Il Gube: "Gli americani? Per loro comprare un club in Italia costa pochissimo..."

12 Febbraio 2026 Autore: Silvia Domanini

Da quasi vent’anni vive a Miami: doveva fare un evento di una settimana con il Milan, poi la vita ha dato a Mirko Gubellini una nuova opportunità calcistica oltreoceano, una scuola calcio, e lì è rimasto. Si sente però "triestino", non dimentica quella che fu la sua squadra del cuore e soffre nel sapere cosa sta accadendo. “Ho vissuto tanti momenti belli e brutti ed annuso le cose come vanno anche se da fuori è molto difficile giudicare. All’inizio, quando sono arrivati in pompa magna questi americani, con tanti buoni propositi, avevano fatto benino, poi non ho capito tante mosse fatte”.

Quali, per esempio?

Quell’esonero di Tesser da terzo in classifica mi è sembrato stranissimo, quell’anno potevano veramente arrivare ai play off e giocarsela. Si sono tirati la zappa sul piede. Poi sono stati ceduti giocatori che facevano la differenza, quelli che ora mancano per fare gol e salvarsi. E’ stato come se si fossero autoeliminati e questo mi ha sorpreso. Senza contare i soldi che sono stati spesi in due anni per trovarsi ora in questa situazione.

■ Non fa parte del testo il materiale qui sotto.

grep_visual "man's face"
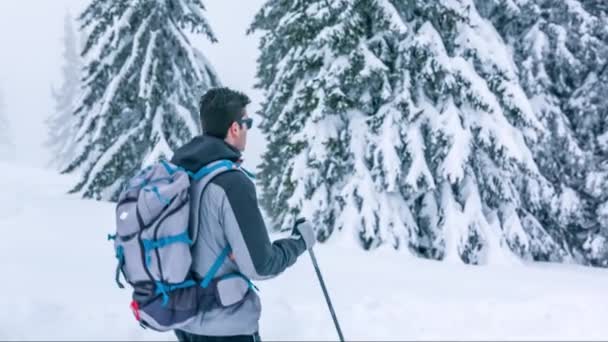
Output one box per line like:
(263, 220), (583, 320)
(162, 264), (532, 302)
(236, 113), (249, 152)
(228, 110), (251, 152)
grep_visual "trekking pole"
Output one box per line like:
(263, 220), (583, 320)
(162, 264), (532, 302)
(309, 248), (345, 342)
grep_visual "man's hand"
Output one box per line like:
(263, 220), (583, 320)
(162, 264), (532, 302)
(292, 218), (316, 250)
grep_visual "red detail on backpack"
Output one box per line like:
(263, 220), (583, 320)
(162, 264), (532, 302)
(130, 300), (141, 321)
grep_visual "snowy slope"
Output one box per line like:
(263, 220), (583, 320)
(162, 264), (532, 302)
(1, 161), (608, 341)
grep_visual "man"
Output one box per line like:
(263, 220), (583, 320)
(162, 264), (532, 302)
(170, 87), (316, 342)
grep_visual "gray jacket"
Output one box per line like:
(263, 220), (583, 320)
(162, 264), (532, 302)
(171, 135), (307, 335)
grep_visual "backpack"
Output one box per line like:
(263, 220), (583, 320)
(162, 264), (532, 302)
(109, 159), (256, 332)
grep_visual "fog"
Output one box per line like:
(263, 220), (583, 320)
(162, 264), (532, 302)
(0, 0), (267, 170)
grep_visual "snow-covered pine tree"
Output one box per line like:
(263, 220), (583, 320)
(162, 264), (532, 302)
(252, 0), (567, 264)
(567, 4), (608, 265)
(575, 63), (608, 265)
(64, 0), (220, 201)
(46, 11), (83, 171)
(0, 89), (14, 161)
(477, 0), (608, 265)
(249, 0), (408, 246)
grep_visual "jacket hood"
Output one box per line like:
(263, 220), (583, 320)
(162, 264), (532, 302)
(171, 135), (242, 173)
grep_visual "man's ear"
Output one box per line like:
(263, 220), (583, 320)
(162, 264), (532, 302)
(228, 121), (239, 136)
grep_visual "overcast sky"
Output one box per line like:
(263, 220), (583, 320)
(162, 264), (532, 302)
(0, 0), (267, 170)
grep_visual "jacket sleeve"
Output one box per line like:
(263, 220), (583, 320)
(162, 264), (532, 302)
(216, 171), (306, 280)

Lei che vive negli Stati Uniti, sa spiegare come vedono il calcio gli americani e che cosa vengono a fare a Trieste?

Credo che vedano l’acquisto facile: queste società per loro non costano niente. In America acquistare una squadra che gioca in una categoria paragonabile alla C italiana costa 10 milioni di dollari. Per loro è come uno scherzo venire e coprire un po’ di debiti quando vedono il potenziale di una città come Trieste e del Rocco. Quasi sempre le società non le comprano, subentrano e sembra apparentemente un affare.

Quindi non vengono per un progetto sportivo ma solo per guadagnare?

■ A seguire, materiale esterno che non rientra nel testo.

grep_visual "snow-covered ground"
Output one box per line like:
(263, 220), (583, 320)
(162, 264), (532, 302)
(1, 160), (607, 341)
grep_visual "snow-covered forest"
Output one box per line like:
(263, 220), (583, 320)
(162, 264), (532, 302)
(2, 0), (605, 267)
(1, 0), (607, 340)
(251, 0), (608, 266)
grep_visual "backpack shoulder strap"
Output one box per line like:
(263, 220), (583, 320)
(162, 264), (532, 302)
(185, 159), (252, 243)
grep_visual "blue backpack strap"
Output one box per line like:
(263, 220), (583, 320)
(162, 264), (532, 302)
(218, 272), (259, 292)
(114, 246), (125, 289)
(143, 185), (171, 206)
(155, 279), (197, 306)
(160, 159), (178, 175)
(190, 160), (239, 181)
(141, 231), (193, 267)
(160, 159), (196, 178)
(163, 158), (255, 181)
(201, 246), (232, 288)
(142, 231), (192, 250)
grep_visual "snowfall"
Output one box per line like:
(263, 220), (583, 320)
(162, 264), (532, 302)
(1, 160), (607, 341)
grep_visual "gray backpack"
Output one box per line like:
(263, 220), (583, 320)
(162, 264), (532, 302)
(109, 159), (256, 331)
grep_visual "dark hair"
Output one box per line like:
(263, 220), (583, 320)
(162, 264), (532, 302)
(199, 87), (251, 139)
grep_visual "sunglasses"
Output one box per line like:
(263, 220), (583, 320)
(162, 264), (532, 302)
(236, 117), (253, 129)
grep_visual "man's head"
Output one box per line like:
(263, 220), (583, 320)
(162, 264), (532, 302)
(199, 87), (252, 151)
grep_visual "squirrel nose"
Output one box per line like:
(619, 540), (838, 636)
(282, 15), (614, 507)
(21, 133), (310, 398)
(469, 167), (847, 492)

L’americano che ha il progetto importante credo sia quello che viene per altre ragioni. Questi in due anni mi pare abbiano messo sul piatto venti milioni di euro e non so quali altri progetti avessero. L’investimento vero sarebbe stato un centro sportivo, una struttura che pochi hanno per il settore giovanile. Me lo aspettavo da loro.

Ma in America com’è il calcio?

Non c’è la cultura che c’è in Italia, a livello di organizzazione e strutture sono però molto più avanti e questo permette di proporre un lavoro più professionale. La gente investe e far giocare un bambino a calcio costa tanto: quello che in Italia si paga in un anno, in America lo si paga in un mese.

Che futuro vede per la Triestina?

Fino a poco tempo fa credevo potesse strappare la salvezza ai play out, adesso ci sono meno partite, incertezze societarie e sono anzi sorpreso dalla risposta dei giocatori che dimostrano professionalità e valori importanti. Ma credo sia tardi per uscire da queste sabbie mobili. La serie D non sarebbe neanche un dramma vista la penalizzazione ma bisogna vedere se si parte veramente da lì, è tutto così incerto che mi fa paura. Sono più le sensazioni negative che quelle positive.

Ha qualche speranza?

Ho visto persone che hanno amato e fatto tanto per la Triestina, mi piacerebbe venissero considerate e che venisse presa in mano da un imprenditore triestino.